Abstract

A perforated plate placed downstream of an axial fan in order to avoid electromagnetic interferences (push cooling) is a common assembly in electronic systems. Because of the swirling component that the flow approaching the screen has, there is no accuracy in knowing how the screen affects the flow pattern downstream of the screen and the pressure drop through the screen. Since cooling capacity is related to velocity, the placement of the components downstream of the screen will be related to the velocity magnitude. Thus, properly predicting the flow pattern is highly important, and the results of this work may serve a good guideline for thermal designers to surmount this challenge. In order to establish how the screen affects the flow pattern, a parametric study is carried out. This study is performed by a central composite face-centered (CCF) Design of Experiment (DoE), which demanded 81 Computational Fluid Dynamics (CFD) simulations and for which the Reynolds Stress Transport Model was used as a turbulence model.
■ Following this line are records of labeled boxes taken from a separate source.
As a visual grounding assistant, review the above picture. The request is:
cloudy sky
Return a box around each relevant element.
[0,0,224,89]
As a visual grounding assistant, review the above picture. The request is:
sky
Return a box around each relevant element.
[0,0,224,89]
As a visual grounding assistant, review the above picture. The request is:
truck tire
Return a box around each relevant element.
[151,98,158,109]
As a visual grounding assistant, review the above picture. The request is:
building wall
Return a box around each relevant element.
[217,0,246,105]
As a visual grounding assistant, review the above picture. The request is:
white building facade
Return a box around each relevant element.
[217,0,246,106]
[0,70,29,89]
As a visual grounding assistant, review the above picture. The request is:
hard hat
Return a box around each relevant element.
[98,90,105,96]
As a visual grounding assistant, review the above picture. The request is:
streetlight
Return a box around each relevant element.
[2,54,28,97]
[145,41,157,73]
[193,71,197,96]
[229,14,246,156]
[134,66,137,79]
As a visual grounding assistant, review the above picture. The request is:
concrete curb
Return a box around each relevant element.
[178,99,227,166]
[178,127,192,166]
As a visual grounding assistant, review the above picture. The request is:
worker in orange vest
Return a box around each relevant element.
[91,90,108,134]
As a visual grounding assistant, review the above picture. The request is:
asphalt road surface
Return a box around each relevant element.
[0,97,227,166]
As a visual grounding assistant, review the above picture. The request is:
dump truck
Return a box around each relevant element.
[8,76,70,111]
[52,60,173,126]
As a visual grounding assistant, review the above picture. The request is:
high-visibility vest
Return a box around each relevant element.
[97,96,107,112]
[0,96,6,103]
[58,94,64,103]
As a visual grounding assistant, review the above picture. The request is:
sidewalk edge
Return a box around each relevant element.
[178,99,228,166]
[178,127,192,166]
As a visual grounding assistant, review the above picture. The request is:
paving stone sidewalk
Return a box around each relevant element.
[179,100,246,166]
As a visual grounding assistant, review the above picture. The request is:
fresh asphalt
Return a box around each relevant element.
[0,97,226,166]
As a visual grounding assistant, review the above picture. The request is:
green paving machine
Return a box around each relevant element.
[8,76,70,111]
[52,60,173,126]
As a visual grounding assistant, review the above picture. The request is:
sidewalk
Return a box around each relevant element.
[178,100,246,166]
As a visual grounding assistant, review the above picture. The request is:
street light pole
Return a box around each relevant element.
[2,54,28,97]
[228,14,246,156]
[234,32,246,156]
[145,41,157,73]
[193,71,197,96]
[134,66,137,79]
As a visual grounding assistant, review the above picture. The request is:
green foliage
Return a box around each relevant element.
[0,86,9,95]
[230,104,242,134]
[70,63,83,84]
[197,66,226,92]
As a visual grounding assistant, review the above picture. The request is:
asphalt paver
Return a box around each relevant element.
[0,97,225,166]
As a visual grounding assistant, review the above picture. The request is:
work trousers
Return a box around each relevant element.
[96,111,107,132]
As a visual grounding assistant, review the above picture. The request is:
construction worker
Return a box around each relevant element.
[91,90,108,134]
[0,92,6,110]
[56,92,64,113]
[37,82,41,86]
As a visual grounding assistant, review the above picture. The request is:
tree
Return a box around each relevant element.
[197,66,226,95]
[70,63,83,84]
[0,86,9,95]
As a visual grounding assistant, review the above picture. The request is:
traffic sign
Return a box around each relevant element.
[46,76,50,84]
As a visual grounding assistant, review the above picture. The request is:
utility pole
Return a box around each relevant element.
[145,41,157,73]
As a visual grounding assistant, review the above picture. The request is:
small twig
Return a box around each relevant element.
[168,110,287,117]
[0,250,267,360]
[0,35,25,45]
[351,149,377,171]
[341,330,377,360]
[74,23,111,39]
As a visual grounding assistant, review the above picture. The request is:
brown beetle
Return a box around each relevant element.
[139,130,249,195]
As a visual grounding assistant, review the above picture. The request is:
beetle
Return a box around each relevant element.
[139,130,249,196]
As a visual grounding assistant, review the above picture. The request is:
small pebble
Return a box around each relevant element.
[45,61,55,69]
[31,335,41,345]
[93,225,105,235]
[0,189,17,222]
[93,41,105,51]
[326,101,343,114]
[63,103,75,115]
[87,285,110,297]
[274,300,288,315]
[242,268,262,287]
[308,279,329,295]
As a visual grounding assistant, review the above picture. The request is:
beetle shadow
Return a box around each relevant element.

Thanks to the numerical results, the influence that different operational and geometrical parameters have on the flow pattern downstream of a screen and on the total pressure drop is analyzed. The swirl that the flow has at the inlet is found to be related to the screen’s capacity to homogenize the flow downstream of the screen, as its thickness plays an important role in the flow’s tangential component destruction. The main effects of the parameters and the interactions between them are shown. At the same time, through DoE techniques, different reduced models that predict how the flow pattern changes because of the screen are presented as useful tools for thermal designers.